All threads in a process share all memory segments except stack segment. Each thread has its own private stack segment.
Linux has a unique implementation of threads.To the Linux kernel, there is no concept of a thread. Linux implements all threads as standard processes.The Linux kernel does not provide any special scheduling semantics or data structures to represent threads. Instead, a thread is merely a process that shares certain resources with other processes. Each thread has a unique task_struct and appears to the kernel as a normal process threads just happen to share resources, such as an address space, with other processes.
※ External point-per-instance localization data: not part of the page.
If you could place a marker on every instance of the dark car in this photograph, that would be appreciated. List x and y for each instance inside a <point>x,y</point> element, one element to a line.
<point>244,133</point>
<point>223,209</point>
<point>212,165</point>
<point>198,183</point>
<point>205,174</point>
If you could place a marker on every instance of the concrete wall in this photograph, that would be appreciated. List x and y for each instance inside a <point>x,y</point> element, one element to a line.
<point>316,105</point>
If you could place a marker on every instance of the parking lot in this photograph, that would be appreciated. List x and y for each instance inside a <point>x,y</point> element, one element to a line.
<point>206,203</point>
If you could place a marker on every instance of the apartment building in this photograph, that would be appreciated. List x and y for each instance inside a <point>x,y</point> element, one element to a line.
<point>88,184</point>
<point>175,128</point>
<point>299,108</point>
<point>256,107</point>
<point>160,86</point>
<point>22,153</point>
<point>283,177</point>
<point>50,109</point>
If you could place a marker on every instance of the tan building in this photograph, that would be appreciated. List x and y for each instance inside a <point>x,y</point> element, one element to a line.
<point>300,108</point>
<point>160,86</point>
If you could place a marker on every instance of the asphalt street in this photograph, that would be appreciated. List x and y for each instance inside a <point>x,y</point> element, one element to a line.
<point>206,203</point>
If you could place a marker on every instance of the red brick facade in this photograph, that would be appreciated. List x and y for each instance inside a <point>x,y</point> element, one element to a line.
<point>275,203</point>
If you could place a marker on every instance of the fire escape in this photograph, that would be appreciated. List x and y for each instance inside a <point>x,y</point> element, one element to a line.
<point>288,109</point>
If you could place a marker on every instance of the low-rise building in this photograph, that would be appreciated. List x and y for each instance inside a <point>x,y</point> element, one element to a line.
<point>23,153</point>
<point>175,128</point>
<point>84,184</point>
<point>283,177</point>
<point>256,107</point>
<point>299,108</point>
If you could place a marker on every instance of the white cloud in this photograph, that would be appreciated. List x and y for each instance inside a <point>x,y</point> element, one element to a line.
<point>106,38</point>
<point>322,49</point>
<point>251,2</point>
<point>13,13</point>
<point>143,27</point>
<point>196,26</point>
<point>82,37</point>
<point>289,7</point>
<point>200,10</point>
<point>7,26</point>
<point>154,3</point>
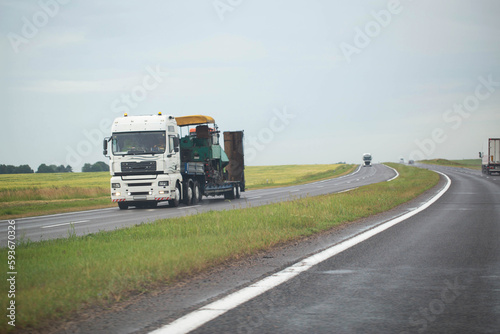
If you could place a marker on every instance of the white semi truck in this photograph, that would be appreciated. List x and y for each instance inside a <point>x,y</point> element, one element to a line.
<point>367,159</point>
<point>150,163</point>
<point>491,157</point>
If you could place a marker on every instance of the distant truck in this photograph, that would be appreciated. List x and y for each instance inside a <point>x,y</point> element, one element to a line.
<point>491,158</point>
<point>367,159</point>
<point>150,163</point>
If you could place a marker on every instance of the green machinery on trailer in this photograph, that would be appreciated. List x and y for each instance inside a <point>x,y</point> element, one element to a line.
<point>203,161</point>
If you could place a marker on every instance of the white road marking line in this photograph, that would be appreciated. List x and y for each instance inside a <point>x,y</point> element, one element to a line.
<point>188,207</point>
<point>62,224</point>
<point>397,174</point>
<point>213,310</point>
<point>344,191</point>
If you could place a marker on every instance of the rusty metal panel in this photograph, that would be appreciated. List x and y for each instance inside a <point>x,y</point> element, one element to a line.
<point>233,146</point>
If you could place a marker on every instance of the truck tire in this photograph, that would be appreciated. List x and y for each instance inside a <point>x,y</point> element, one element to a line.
<point>175,202</point>
<point>188,192</point>
<point>196,192</point>
<point>122,205</point>
<point>229,194</point>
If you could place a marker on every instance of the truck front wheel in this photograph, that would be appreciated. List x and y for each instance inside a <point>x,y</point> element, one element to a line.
<point>175,202</point>
<point>196,193</point>
<point>188,193</point>
<point>122,205</point>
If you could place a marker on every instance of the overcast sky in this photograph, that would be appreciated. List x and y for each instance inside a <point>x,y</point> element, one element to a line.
<point>309,81</point>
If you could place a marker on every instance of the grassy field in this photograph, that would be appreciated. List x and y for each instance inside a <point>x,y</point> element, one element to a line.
<point>24,195</point>
<point>258,177</point>
<point>464,163</point>
<point>59,278</point>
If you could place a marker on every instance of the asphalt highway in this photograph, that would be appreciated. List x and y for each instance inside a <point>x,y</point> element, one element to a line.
<point>85,222</point>
<point>436,272</point>
<point>429,266</point>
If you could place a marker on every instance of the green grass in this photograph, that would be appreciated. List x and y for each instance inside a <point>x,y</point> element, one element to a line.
<point>464,163</point>
<point>24,195</point>
<point>59,278</point>
<point>258,177</point>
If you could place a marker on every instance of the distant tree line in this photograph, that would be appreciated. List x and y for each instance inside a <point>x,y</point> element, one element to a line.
<point>43,168</point>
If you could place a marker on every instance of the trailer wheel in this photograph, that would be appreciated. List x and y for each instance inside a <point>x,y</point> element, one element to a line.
<point>122,205</point>
<point>188,192</point>
<point>175,202</point>
<point>196,192</point>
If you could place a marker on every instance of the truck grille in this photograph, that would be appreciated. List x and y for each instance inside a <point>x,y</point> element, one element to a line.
<point>138,167</point>
<point>139,184</point>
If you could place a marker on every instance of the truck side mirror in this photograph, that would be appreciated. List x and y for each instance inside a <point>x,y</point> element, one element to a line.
<point>176,144</point>
<point>105,147</point>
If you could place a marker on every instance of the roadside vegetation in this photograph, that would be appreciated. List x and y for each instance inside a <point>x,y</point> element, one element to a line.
<point>464,163</point>
<point>59,278</point>
<point>24,195</point>
<point>258,177</point>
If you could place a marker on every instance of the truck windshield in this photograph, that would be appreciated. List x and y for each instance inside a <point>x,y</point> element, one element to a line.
<point>151,142</point>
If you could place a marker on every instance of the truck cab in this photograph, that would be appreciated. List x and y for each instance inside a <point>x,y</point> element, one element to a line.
<point>144,161</point>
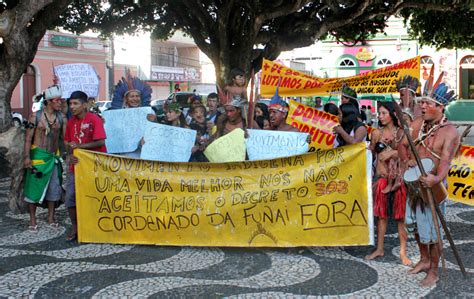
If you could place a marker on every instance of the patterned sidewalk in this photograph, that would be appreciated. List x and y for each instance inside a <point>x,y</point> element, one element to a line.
<point>42,264</point>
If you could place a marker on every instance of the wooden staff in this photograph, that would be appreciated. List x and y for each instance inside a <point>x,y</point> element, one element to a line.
<point>251,100</point>
<point>434,208</point>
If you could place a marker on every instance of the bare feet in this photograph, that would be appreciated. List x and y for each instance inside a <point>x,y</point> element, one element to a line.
<point>405,260</point>
<point>388,188</point>
<point>422,266</point>
<point>374,255</point>
<point>430,279</point>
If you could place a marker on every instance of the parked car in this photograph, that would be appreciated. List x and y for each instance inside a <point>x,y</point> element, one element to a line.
<point>104,105</point>
<point>17,119</point>
<point>182,99</point>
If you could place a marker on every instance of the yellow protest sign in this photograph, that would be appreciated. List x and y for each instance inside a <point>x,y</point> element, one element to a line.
<point>296,83</point>
<point>316,123</point>
<point>228,148</point>
<point>461,176</point>
<point>316,199</point>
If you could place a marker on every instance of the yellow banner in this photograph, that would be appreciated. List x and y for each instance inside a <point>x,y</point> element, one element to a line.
<point>318,124</point>
<point>461,176</point>
<point>296,83</point>
<point>316,199</point>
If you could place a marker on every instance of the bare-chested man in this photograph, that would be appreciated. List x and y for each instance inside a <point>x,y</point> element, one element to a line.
<point>407,86</point>
<point>278,113</point>
<point>435,138</point>
<point>237,86</point>
<point>44,138</point>
<point>231,119</point>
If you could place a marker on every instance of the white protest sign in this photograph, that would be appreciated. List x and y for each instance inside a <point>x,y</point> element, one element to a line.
<point>167,143</point>
<point>125,128</point>
<point>77,76</point>
<point>265,144</point>
<point>228,148</point>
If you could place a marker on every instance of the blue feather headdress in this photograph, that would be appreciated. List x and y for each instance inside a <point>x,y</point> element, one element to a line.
<point>128,84</point>
<point>277,102</point>
<point>438,92</point>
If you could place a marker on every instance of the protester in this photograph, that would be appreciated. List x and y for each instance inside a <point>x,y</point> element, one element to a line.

Threads are created the same as normal tasks, with the exception that the clone() system call is passed flags corresponding to the specific resources to be shared:
clone(CLONE_VM | CLONE_FS | CLONE_FILES | CLONE_SIGHAND, 0);
The previous code results in behavior identical to a normal fork() , except that the address space, filesystem resources, file descriptors, and signal handlers are shared. In other words, the new task and its parent are what are popularly called threads. In contrast, a normal fork() can be implemented as
clone(SIGCHLD, 0);
And vfork() is implemented as
clone(CLONE_VFORK | CLONE_VM | SIGCHLD, 0);
User thread vs kernel thread:
-User threads are fast & run in user space. Kernel is not aware of user level threads. User threads are run by threads library in user space.
-Kernel threads are slow & run in kernel space. Kernel manages kernel threads by its own.
-User threads can not take advantage of multiprocessing while kernel level threads can. Means kernel threads run parallelly on different cores.